The Other Man (2009) *½ There is an all-too-brief moment in The Other Man when this muddled little dud of a melodrama emits a dangerous charge. It arrives when Peter (Liam Neeson), a software designer who lives near Cambridge, England, discovers e-mail correspondence and pictures on the computer of his absent wife, Lisa (Laura Linney), that reveal her affair with another man. Peter, who has fancied himself happily married for 25 years, is seized with sexual jealousy that quakes from within and transforms him into an anguished, wild-eyed monster; you can see his blood boiling. Lisa, a high-end shoe designer, has mysteriously disappeared without leaving word of her whereabouts. Suspecting she has gone to meet her lover, Ralph (Antonio Banderas), whose name and address in Milan Peter uncovers through unscrupulous computer sleuthing, he flies to Italy, bent on murdering his rival. No sooner has he arrived and spotted his prey than the movie fizzles like a lighted firecracker dunked in ice water.

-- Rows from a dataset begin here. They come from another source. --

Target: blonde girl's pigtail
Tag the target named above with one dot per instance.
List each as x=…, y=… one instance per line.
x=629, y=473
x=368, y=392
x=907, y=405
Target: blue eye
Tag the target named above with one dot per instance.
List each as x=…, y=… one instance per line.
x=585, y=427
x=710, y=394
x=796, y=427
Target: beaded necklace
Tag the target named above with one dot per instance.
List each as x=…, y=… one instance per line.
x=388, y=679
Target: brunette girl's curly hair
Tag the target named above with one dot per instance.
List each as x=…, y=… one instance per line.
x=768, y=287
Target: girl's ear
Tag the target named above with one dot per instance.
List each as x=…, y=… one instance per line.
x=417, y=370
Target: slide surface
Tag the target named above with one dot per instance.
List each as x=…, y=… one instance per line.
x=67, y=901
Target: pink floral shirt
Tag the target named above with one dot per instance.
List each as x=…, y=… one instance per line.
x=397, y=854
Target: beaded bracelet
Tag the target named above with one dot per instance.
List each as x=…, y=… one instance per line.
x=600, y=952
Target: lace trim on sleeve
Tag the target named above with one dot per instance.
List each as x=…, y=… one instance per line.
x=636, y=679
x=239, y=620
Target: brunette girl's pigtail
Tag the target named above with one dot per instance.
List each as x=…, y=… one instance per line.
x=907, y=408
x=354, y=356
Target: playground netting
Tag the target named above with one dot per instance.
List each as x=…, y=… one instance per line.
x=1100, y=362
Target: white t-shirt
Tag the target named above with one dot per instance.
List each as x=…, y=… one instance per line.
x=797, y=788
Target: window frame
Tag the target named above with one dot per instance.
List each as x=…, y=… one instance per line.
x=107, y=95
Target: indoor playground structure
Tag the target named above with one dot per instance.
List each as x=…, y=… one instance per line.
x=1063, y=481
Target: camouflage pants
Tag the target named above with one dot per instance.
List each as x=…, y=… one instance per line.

Taking Woodstock (2009) ***½ Don’t be misled by the title of Ang Lee’s Taking Woodstock. This likable, humane movie is not an attempt to recreate the epochal Woodstock Music and Art Fair captured in Michael Wadleigh’s documentary Woodstock. It is essentially a small, intimate film into which is fitted a peripheral view of the landmark event that took place on Aug. 15 through 18, 1969, on a dairy farm in Bethel, N.Y., and has since been exalted ad nauseam for its good vibes. Most of the concert takes place out of sight of the camera. The movie’s primary focus is El Monaco, a shabby Catskills motel in White Lake, N.Y., not far from the site on which 32 acts, including Crosby, Stills, Nash & Young, the Who and Jimi Hendrix, made rock music history. The little bit of the concert that is shown is a glowing, golden circle glimpsed in the far distance amid a throbbing acid haze outside the tent of a gentle hippie couple. The music heard during the trip scene, The Red Telephone by the Los Angeles band Love, emanates not from the stage but from speakers inside the tent, where the couple initiates a shy young stranger into the mysteries of LSD. Like Mr. Lee’s 1999 Civil War drama, Ride With the Devil, which was set on the war’s western fringe, Taking Woodstock operates on the principle that contemplation of historic events from the margins can be more revealing than from the hot center.